Fragen

Redaktion ArbeitsKlar · Geprüft am 25. Juni 2026

Gibt es ein Recht auf Homeoffice?

Kurzantwort

Nein, einen gesetzlichen Anspruch auf Homeoffice gibt es in Deutschland nicht. Ob Sie von zu Hause arbeiten dürfen, richtet sich nach Ihrem Arbeitsvertrag, einer Betriebsvereinbarung oder einer individuellen Absprache mit dem Arbeitgeber. Dieser muss Ihren Wunsch nach mobiler Arbeit allerdings erörtern und eine Ablehnung sachlich begründen.

Erklärung

Das Bundesarbeitsministerium hat bislang keinen gesetzlichen Homeoffice-Anspruch durchgesetzt. Es existiert lediglich eine Erörterungspflicht: Der Arbeitgeber muss einen Wunsch nach mobiler Arbeit mit dem Arbeitnehmer besprechen und bei Ablehnung die betrieblichen Gründe darlegen. Ein vertragliches Recht auf Homeoffice kann sich aus dem Arbeitsvertrag, einer Zusatzvereinbarung oder einer Betriebsvereinbarung ergeben.
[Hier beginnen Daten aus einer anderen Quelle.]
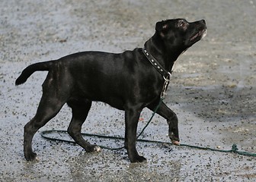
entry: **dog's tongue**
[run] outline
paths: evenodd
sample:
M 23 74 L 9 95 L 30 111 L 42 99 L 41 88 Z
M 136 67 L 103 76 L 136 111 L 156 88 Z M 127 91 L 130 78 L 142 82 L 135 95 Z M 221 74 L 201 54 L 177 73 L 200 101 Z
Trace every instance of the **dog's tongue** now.
M 190 38 L 190 41 L 194 40 L 199 36 L 200 33 L 197 33 L 194 36 Z

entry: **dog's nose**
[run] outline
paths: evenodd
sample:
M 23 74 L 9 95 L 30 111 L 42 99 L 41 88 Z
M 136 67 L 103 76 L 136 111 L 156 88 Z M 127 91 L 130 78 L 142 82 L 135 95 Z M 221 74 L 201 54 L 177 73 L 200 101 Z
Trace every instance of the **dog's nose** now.
M 203 20 L 203 19 L 201 20 L 200 22 L 202 23 L 202 24 L 206 24 L 205 20 Z

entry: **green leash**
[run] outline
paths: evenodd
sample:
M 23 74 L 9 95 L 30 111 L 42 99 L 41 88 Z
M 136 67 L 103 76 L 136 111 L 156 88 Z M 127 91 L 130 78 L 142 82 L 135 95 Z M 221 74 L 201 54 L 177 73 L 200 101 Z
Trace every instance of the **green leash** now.
M 168 143 L 168 142 L 162 142 L 162 141 L 156 141 L 156 140 L 143 140 L 143 139 L 139 139 L 139 137 L 143 133 L 144 130 L 146 128 L 149 126 L 150 122 L 152 121 L 153 117 L 155 116 L 157 110 L 158 109 L 160 105 L 162 104 L 163 100 L 163 98 L 162 98 L 159 101 L 158 105 L 155 107 L 154 112 L 152 115 L 151 116 L 150 119 L 147 122 L 147 124 L 145 125 L 143 129 L 141 130 L 139 134 L 137 136 L 136 139 L 138 142 L 144 142 L 144 143 L 160 143 L 160 144 L 165 144 L 165 145 L 173 145 L 172 143 Z M 42 137 L 52 140 L 52 141 L 60 141 L 60 142 L 66 142 L 66 143 L 75 143 L 75 141 L 72 140 L 68 140 L 65 139 L 60 139 L 60 138 L 56 138 L 56 137 L 51 137 L 48 136 L 47 135 L 51 134 L 51 133 L 66 133 L 67 134 L 68 132 L 66 130 L 44 130 L 40 133 L 40 135 Z M 120 136 L 104 136 L 104 135 L 98 135 L 98 134 L 91 134 L 91 133 L 82 133 L 83 136 L 93 136 L 93 137 L 98 137 L 98 138 L 105 138 L 105 139 L 112 139 L 112 140 L 124 140 L 123 137 Z M 179 145 L 180 146 L 187 146 L 187 147 L 190 147 L 190 148 L 194 148 L 194 149 L 204 149 L 204 150 L 210 150 L 210 151 L 216 151 L 216 152 L 234 152 L 237 153 L 238 155 L 246 155 L 246 156 L 253 156 L 256 157 L 256 153 L 251 153 L 248 152 L 242 152 L 242 151 L 238 151 L 238 149 L 237 147 L 236 144 L 233 144 L 232 146 L 232 149 L 230 150 L 221 150 L 221 149 L 212 149 L 209 147 L 202 147 L 202 146 L 193 146 L 193 145 L 187 145 L 187 144 L 183 144 L 181 143 Z M 124 148 L 124 146 L 122 147 L 117 147 L 117 148 L 110 148 L 104 146 L 98 146 L 102 149 L 110 149 L 110 150 L 119 150 L 122 149 Z

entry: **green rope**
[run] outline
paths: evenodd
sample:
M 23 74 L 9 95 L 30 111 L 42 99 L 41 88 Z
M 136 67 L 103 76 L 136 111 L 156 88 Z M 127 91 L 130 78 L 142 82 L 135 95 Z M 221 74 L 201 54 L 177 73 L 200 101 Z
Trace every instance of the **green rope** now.
M 152 115 L 151 116 L 150 119 L 146 124 L 146 126 L 142 128 L 141 132 L 139 133 L 139 135 L 136 137 L 136 141 L 138 142 L 144 142 L 144 143 L 160 143 L 160 144 L 165 144 L 165 145 L 173 145 L 172 143 L 168 143 L 168 142 L 162 142 L 162 141 L 156 141 L 156 140 L 144 140 L 144 139 L 139 139 L 139 137 L 142 134 L 146 128 L 149 126 L 150 122 L 152 121 L 153 117 L 155 116 L 157 110 L 158 109 L 160 105 L 162 104 L 163 99 L 161 99 L 159 101 L 158 105 L 155 107 L 154 112 Z M 75 143 L 75 141 L 72 140 L 64 140 L 64 139 L 59 139 L 59 138 L 53 138 L 50 136 L 47 136 L 48 134 L 53 133 L 67 133 L 68 132 L 66 130 L 44 130 L 40 133 L 40 135 L 42 137 L 48 139 L 50 140 L 53 141 L 60 141 L 60 142 L 66 142 L 66 143 Z M 98 135 L 98 134 L 91 134 L 91 133 L 82 133 L 83 136 L 93 136 L 93 137 L 98 137 L 98 138 L 106 138 L 106 139 L 112 139 L 112 140 L 124 140 L 124 138 L 120 137 L 120 136 L 104 136 L 104 135 Z M 180 146 L 187 146 L 187 147 L 190 147 L 190 148 L 194 148 L 194 149 L 205 149 L 205 150 L 210 150 L 210 151 L 216 151 L 216 152 L 234 152 L 237 153 L 239 155 L 247 155 L 247 156 L 253 156 L 256 157 L 256 153 L 251 153 L 248 152 L 242 152 L 242 151 L 238 151 L 238 148 L 237 147 L 236 144 L 233 144 L 232 146 L 232 149 L 230 150 L 221 150 L 221 149 L 212 149 L 209 147 L 202 147 L 202 146 L 193 146 L 193 145 L 188 145 L 188 144 L 184 144 L 181 143 L 179 145 Z M 122 147 L 117 147 L 117 148 L 110 148 L 104 146 L 98 146 L 102 149 L 110 149 L 110 150 L 119 150 L 122 149 L 124 148 L 124 146 Z

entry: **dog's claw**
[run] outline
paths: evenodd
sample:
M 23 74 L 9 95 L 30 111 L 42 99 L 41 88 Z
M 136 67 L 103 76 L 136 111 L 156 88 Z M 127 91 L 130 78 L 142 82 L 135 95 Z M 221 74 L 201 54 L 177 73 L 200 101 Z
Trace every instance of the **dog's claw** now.
M 25 155 L 25 158 L 27 161 L 34 161 L 34 160 L 38 160 L 37 158 L 37 153 L 32 152 L 30 154 Z
M 133 158 L 133 159 L 130 159 L 130 162 L 133 163 L 135 162 L 143 162 L 146 161 L 146 158 L 143 156 L 137 156 L 136 158 Z
M 179 146 L 180 145 L 180 142 L 177 141 L 177 140 L 172 140 L 171 143 L 172 143 L 172 144 L 176 145 L 176 146 Z
M 101 152 L 101 148 L 98 146 L 94 146 L 94 152 Z

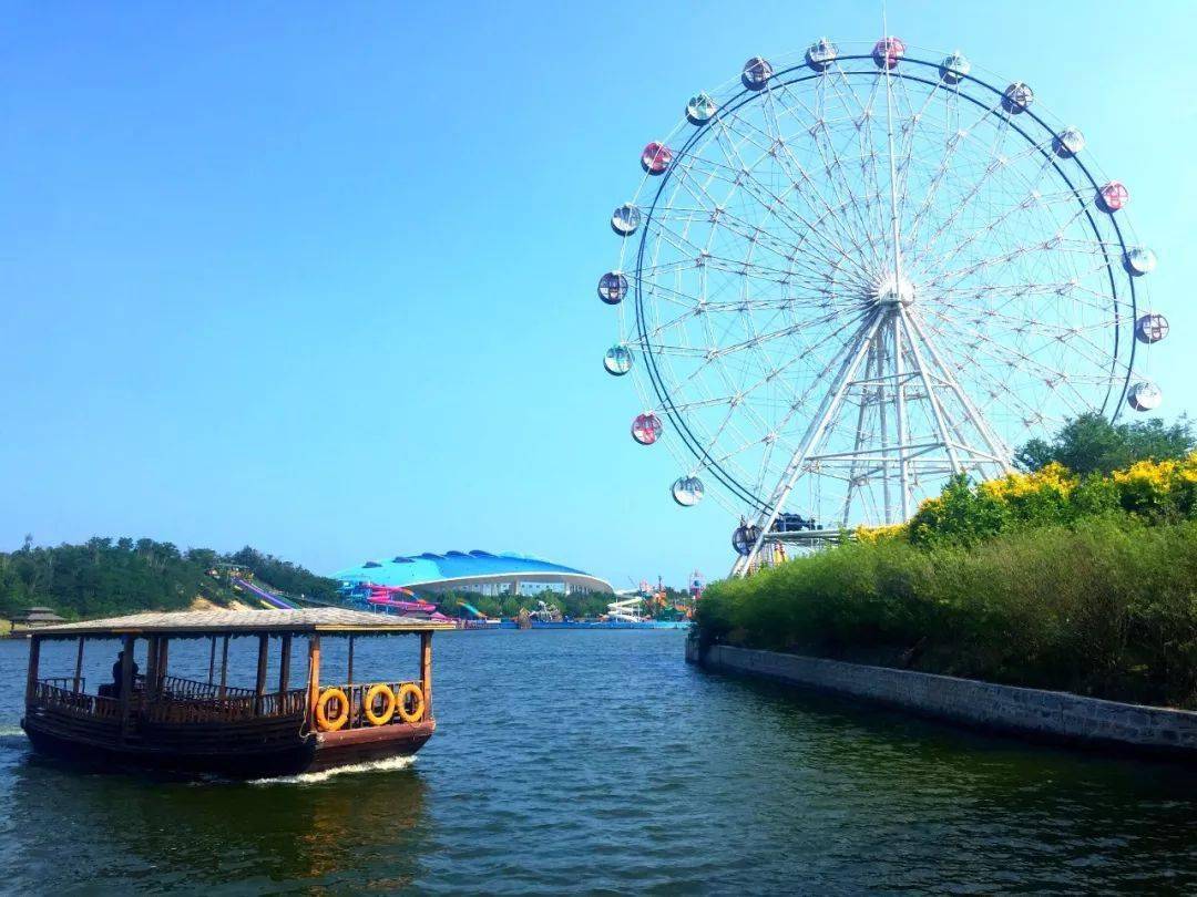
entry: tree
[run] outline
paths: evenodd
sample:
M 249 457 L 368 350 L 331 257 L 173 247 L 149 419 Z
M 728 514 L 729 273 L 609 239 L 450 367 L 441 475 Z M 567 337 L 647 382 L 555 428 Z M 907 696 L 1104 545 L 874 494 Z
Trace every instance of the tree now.
M 1068 421 L 1051 441 L 1032 439 L 1015 453 L 1022 470 L 1063 464 L 1087 476 L 1111 474 L 1137 460 L 1180 459 L 1197 448 L 1197 437 L 1184 415 L 1169 426 L 1159 417 L 1135 423 L 1111 423 L 1096 411 Z

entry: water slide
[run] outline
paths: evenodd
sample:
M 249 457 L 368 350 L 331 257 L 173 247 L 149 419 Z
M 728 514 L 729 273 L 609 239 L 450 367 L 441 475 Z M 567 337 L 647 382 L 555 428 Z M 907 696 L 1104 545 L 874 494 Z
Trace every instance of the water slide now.
M 298 610 L 298 608 L 288 602 L 280 594 L 275 594 L 259 585 L 250 582 L 248 579 L 236 579 L 232 580 L 233 585 L 241 586 L 250 594 L 261 598 L 263 602 L 269 604 L 272 608 L 278 608 L 279 610 Z

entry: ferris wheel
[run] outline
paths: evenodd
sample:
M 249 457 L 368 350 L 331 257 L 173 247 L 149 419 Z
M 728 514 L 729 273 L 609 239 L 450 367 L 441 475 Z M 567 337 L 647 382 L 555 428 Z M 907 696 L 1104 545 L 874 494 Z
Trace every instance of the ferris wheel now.
M 737 572 L 785 530 L 904 520 L 1068 417 L 1162 401 L 1128 188 L 959 51 L 755 56 L 639 163 L 603 366 L 639 388 L 632 438 L 674 450 L 674 500 L 710 486 L 742 514 Z

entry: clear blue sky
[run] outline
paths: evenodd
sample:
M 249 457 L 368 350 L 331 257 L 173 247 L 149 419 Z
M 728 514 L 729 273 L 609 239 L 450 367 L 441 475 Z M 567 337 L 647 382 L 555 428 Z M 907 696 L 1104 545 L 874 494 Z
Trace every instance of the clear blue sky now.
M 1132 190 L 1197 403 L 1187 2 L 889 4 L 1080 124 Z M 880 32 L 876 2 L 7 2 L 0 548 L 250 543 L 320 572 L 537 554 L 722 575 L 602 373 L 612 207 L 686 97 L 753 54 Z

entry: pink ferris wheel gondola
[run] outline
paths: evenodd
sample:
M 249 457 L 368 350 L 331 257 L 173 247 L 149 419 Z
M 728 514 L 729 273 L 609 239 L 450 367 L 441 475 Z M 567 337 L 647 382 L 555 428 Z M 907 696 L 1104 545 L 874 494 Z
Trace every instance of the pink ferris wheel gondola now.
M 663 429 L 661 419 L 652 414 L 652 411 L 638 414 L 636 415 L 636 420 L 632 421 L 632 439 L 640 445 L 652 445 L 661 438 Z
M 1130 190 L 1122 181 L 1111 181 L 1098 190 L 1098 203 L 1106 212 L 1118 212 L 1130 202 Z
M 673 161 L 673 150 L 664 144 L 652 141 L 640 153 L 640 166 L 650 175 L 663 175 Z
M 873 44 L 873 61 L 877 68 L 897 68 L 898 61 L 906 55 L 906 44 L 900 37 L 882 37 Z

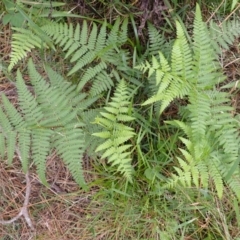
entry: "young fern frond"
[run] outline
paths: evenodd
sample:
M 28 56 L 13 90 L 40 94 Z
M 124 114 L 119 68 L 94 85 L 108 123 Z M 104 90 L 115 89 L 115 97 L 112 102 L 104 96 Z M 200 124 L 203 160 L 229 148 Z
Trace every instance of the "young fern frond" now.
M 128 115 L 131 97 L 130 91 L 122 80 L 114 92 L 111 102 L 104 107 L 105 111 L 100 112 L 101 117 L 95 119 L 95 123 L 104 128 L 103 131 L 93 133 L 94 136 L 105 139 L 96 149 L 102 151 L 102 158 L 107 158 L 112 166 L 117 165 L 117 170 L 122 173 L 126 179 L 132 182 L 133 167 L 131 165 L 131 144 L 126 144 L 134 135 L 133 128 L 124 125 L 125 122 L 131 122 L 133 117 Z
M 78 119 L 81 101 L 86 97 L 79 94 L 74 85 L 65 81 L 52 69 L 47 68 L 47 82 L 35 69 L 33 62 L 28 64 L 32 89 L 30 92 L 21 73 L 17 72 L 16 87 L 19 110 L 2 95 L 0 108 L 0 149 L 4 156 L 7 150 L 11 163 L 16 151 L 26 172 L 29 161 L 37 166 L 39 178 L 45 178 L 46 158 L 52 149 L 67 164 L 76 182 L 85 187 L 81 158 L 85 149 L 83 123 Z
M 84 21 L 82 26 L 78 24 L 75 29 L 72 24 L 57 23 L 42 27 L 55 44 L 63 47 L 63 51 L 66 52 L 65 59 L 70 58 L 70 62 L 74 63 L 68 75 L 81 72 L 78 90 L 81 90 L 87 82 L 92 82 L 93 96 L 113 86 L 113 79 L 107 72 L 107 63 L 118 65 L 121 61 L 118 47 L 127 41 L 127 20 L 121 24 L 118 18 L 110 33 L 107 33 L 106 26 L 107 23 L 104 22 L 98 30 L 95 23 L 90 27 Z M 96 87 L 99 83 L 101 88 Z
Hat der Arbeitgeber Homeoffice einmal gewährt, kann er es nicht ohne Weiteres widerrufen – es sei denn, er hat sich einen Widerrufsvorbehalt vorbehalten oder betriebliche Gründe rechtfertigen eine Änderung der Arbeitsbedingungen. Der Gleichbehandlungsgrundsatz gilt: Arbeitet die gesamte Abteilung im Homeoffice, darf der Arbeitgeber einzelne Beschäftigte nicht ohne sachlichen Grund davon ausnehmen.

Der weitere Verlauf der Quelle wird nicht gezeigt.